Los alrededores están llenos de vegetación y árboles que proporcionan mucha sombra. Gracias a eso la temperatura aquí es notablemente más agradable que en las playas urbanas cercanas.

Además de mí, había otras dos familias con niños pasando el tiempo allí. Sin embargo, el lugar ofrece suficiente espacio, por lo que no nos molestamos unos a otros.

Una alternativa tranquila a los cenotes turísticos

En la zona de Playa del Carmen existen muchos cenotes conocidos que suelen estar llenos de turistas.
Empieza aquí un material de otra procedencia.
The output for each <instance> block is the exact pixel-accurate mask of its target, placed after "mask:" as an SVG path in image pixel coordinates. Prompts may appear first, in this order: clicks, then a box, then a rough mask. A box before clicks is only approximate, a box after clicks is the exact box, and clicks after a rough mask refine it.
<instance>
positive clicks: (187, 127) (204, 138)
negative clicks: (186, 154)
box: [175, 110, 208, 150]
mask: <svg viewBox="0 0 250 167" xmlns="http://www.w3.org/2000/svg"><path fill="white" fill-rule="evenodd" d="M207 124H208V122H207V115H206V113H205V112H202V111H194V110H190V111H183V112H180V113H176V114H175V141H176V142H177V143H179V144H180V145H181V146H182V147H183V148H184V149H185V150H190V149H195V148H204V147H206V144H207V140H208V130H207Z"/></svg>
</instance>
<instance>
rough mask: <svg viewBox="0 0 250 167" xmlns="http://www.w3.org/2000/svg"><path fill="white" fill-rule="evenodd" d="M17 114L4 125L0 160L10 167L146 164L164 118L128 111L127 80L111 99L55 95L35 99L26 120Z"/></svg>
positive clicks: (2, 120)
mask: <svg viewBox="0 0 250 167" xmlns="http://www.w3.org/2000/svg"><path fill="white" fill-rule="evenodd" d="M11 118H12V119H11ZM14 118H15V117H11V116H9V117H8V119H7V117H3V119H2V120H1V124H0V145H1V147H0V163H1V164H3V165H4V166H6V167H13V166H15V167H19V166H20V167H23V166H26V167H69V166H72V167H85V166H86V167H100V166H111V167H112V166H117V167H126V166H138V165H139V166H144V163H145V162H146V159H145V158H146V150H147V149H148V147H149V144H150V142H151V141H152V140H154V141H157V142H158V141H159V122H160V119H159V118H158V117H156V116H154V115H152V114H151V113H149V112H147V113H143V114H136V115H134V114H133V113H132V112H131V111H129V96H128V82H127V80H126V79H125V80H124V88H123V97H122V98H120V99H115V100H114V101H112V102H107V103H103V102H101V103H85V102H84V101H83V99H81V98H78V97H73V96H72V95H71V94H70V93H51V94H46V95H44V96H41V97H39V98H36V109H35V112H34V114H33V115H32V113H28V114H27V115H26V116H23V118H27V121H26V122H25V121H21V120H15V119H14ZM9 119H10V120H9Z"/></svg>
El Cenote Ojo de Agua, sin embargo, se percibe más como un pequeño lugar local al que la gente acude unas pocas horas a descansar.

Pasé aquí aproximadamente una hora, pero me puedo imaginar perfectamente quedarse mucho más tiempo. Basta con tumbarse a la sombra, nadar en el agua fría y, por un momento, desacelerar el ritmo del típico programa turístico.

A veces son precisamente estos lugares discretos los que más sorprenden.

Consejos prácticos antes de la visita

Si decide visitar el cenote, vale la pena llevar algunas cosas básicas. Sin duda serán útiles el traje de baño, una toalla y, si hace falta, una toalla de playa para las tumbonas locales. También puede ser una buena opción llevar equipo sencillo de snorkel: el agua es limpia y, nadando tranquilamente, se puede observar bien el mundo submarino.

Dado que los alrededores del cenote ofrecen mucha sombra y vegetación, un repelente contra mosquitos puede ser una buena idea, sobre todo si planea quedarse más tiempo.